Saints in waiting The road to canonisation

Pope John Paul II (1920-2005), whose papacy lasted 27 years, was the first non-Italian pope in 450 years. The Polish pope has been on a fast track to possible canonisation since his funeral, when crowds demanded he be made a saint at once with chants of " Santo subito!" A month after his death, Pope Benedict XVI waived the normal five-year waiting period to kick-start the canonisation process. Since then, more than 250 reports of miracles have poured in, including the claim that he cured a French nun of Parkinson's disease. If the miracle is approved, John Paul II will be beatified – the last step before possible sainthood.

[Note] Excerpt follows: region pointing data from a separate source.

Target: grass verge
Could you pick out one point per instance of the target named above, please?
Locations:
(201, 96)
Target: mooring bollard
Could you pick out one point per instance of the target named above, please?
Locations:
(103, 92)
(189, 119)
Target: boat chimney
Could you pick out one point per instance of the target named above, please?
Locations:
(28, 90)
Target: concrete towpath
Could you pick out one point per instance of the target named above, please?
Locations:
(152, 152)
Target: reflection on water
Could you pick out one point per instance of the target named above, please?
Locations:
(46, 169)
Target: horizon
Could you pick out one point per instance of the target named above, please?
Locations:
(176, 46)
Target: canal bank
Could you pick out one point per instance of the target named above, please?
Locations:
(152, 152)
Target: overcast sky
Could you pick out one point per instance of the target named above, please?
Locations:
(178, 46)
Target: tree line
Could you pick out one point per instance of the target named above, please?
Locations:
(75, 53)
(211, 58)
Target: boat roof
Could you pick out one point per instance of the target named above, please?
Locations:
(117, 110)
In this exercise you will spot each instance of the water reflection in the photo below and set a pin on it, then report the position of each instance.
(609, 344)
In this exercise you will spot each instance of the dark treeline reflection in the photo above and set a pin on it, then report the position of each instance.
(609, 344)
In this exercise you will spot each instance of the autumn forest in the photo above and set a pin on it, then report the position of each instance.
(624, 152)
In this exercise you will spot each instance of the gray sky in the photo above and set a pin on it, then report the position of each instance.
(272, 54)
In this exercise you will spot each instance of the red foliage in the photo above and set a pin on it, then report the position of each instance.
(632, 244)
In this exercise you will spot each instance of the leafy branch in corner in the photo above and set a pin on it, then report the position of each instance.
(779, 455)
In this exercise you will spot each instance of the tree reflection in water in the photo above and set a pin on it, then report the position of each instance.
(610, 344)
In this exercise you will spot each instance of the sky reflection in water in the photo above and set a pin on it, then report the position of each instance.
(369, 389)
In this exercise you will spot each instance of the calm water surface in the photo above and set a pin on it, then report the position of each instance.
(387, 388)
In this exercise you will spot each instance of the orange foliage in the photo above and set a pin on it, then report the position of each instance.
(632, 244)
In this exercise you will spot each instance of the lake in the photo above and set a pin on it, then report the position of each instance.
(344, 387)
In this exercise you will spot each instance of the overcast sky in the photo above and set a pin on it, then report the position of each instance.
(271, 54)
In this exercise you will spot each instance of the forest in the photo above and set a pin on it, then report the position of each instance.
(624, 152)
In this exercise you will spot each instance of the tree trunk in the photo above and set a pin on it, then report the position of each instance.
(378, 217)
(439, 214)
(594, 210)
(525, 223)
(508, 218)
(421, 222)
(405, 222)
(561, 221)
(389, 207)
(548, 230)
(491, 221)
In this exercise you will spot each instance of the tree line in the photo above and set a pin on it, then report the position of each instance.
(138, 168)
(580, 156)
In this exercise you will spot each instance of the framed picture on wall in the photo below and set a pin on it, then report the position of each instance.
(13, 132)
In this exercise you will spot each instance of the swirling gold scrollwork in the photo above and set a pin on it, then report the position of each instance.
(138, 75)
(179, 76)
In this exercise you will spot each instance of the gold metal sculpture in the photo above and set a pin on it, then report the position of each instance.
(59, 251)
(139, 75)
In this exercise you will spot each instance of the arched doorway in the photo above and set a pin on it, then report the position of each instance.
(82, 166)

Mother Mary MacKillop (1842-1909), who is in line to become the first-ever Australian saint, devoted her life to educating the poor, setting up schools in the Australian Outback. She co-founded a religious order, the Sisters of St Joseph of the Sacred Heart, in 1866. It quickly spread across Australia and New Zealand, and later to Peru and Brazil. She eventually led 750 nuns and 117 schools, as well as orphanages and refuges. She was beatified in 1995.